Most wind power will be forever stranded, because it’s too far from cities to run transmission lines to. If you look at the state level wind maps in the Wind Energy Resource Atlas of the United States List of Maps (RREDC) it appears as if cities have been placed as far from commercial wind power as possible. But no diabolical force is to blame. The distance is due to cities arising near good, flat farmland, yet the best wind is on the ridges of highlands. To get around this, wind turbines taller than the St. Louis arch at peak blade tip have been proposed for the Southeast and other areas without commercial wind.

You’d need 32,850 wind turbines to replace the Cubic Mile of Oil consumed globally every year, and a grand total of 1,642,000 turbines to replace oil over the next 50 years, which may be conservative given that the wind isn’t blowing all the time so that triple or more would be needed on a national grid with massive energy storage batteries. A wind turbine lifespan is 20 years, so many of them would need to be repowered or replaced before the 50 years are up.

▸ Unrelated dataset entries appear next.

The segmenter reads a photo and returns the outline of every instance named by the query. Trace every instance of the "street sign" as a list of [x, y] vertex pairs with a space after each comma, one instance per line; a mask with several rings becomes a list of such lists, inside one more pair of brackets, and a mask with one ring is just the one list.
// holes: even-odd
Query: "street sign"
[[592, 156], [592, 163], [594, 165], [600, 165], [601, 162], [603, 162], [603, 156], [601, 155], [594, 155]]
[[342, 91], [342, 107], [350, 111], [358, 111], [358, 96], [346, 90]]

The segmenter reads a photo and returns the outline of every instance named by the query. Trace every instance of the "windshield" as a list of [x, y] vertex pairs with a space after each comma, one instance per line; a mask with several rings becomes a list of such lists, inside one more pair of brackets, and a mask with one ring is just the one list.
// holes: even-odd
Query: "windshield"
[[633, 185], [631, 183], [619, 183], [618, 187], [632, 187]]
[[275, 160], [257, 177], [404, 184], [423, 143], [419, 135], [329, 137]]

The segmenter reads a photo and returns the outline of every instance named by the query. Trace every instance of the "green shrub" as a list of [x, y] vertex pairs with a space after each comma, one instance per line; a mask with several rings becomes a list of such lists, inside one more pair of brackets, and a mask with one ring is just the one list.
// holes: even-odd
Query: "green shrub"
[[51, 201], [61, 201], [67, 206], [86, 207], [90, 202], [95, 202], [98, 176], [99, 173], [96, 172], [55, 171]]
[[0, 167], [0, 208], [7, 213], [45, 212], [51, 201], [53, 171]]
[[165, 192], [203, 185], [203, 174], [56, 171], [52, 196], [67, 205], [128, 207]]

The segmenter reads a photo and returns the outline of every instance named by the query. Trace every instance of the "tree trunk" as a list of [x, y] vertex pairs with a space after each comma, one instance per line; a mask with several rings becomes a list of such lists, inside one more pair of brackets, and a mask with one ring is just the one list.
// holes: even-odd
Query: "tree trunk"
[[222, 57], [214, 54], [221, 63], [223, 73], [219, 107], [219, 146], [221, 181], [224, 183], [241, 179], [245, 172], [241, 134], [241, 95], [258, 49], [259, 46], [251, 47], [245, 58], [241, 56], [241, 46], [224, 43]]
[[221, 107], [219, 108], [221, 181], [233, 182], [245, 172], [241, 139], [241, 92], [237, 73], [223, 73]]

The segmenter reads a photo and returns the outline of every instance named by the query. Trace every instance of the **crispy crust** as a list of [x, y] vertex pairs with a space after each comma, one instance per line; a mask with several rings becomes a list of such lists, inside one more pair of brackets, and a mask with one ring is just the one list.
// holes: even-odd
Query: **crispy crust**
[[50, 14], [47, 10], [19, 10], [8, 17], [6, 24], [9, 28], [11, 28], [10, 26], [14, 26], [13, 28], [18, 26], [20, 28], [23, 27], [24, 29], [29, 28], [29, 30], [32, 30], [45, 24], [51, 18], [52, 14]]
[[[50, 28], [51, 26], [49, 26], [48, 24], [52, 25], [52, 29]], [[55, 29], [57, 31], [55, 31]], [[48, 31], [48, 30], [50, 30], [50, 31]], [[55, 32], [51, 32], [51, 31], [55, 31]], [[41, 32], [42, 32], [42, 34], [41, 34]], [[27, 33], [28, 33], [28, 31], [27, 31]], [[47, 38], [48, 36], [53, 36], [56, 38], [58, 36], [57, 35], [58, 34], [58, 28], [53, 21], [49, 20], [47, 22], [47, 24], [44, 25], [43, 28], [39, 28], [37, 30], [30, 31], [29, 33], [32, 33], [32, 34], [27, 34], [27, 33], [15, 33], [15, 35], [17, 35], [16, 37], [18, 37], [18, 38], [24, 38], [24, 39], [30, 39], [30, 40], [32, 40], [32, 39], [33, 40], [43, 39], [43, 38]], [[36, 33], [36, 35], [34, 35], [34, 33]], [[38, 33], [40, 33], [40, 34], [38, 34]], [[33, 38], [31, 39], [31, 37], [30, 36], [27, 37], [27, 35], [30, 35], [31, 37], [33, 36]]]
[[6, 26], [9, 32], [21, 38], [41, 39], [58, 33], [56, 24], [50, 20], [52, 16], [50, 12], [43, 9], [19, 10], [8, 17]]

Anyhow, clearly wind turbines require too many oil-powered trucks and cement, steel, and so on made with fossil-fired energy to outlast the brief age of oil.

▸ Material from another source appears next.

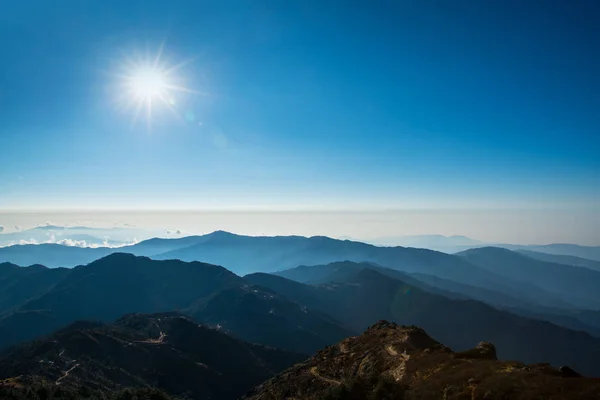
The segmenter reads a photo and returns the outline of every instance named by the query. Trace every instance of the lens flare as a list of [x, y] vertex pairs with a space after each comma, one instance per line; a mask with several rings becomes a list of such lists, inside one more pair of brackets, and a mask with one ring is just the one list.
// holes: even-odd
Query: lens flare
[[146, 123], [151, 125], [153, 111], [157, 108], [170, 110], [178, 119], [183, 119], [176, 105], [178, 97], [184, 94], [199, 94], [187, 87], [183, 81], [181, 68], [192, 60], [174, 64], [164, 56], [164, 43], [156, 55], [123, 56], [119, 73], [111, 74], [118, 78], [117, 105], [124, 110], [133, 110], [132, 124], [144, 110]]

This wind turbine is comprised of at least 875.5 tons of material. The weight of the 40 to 100 geopiers and other components aren’t shown, so let’s assume 900 tons total. An average car weighs 2 tons, so each windmill equals 450 cars — try to top that Burning Man Festival! The crane, excavators, graders, cement, worker, and other trucks required to haul blades, equipment, and workers might weigh 10 times as much as the wind turbine, so some fraction of the energy of all these should count as energy inputs as well, from mining to operational vehicle, and the fuel used (including the 10 foot deep, 100 foot wide, 1650 tons of soil dug out and put back over the concrete base).

Each windmill:

  • Takes 3 weeks to build from excavation to operation
  • 40 to 100 geopiers installed for stability, weight unknown
  • Excavate 10 feet deep 100 feet wide
  • Set 96,000 pounds of reinforcing steel rebar = 48 tons
  • 53 concrete trucks pour foundations. If each truck can haul 8 cubic yards at 2538 lbs/yard * 53 = 1,076,112 pounds = 538 tons
  • Move 1,500 cubic yards of soil @ 2,200 lbs per cubic yard = 3.3 million pounds = 1,650 tons
  • 3 blades : each 173 feet long and 27,000 pounds for 81,000 pounds = 40.5 tons
  • 8 truckloads to deliver turbine components
  • Nacelle: weight 181,000 lbs = 90.5 tons with the generator, gearbox, and rotor shaft
  • Hub: weight unknown
  • Base tower height 53 feet 11 inches, weight 97,459 lbs = 48.7 tons
  • Mid tower height 84 feet 6 inches, weight 115,587 lbs = 57.8 tons
  • Top tower height 119 feet, weight 104,167 lbs = 52 tons
  • Final tower height to blade tip when fully extended 442 feet

In the third world, the rich buy generators to provide electricity, not windmills and solar panels.

Distributed generation doesn’t provide the power to make steel, cement, or run the transportation to deliver the windmill or solar panel to a home or building, it will not keep civilization as we know it going, and will last as long as someone nearby has the technical skills to know what is wrong and fabricate the needed part.

The fact is that if you’re not below the 35th parallel you will never get enough solar power, and even there, not much in the winter, and class 4+ wind (which is necessary to run the wind turbines) is mainly in large plains and shore areas in the north of the Northern Hemisphere. “Renewable Energy” is a destructive myth.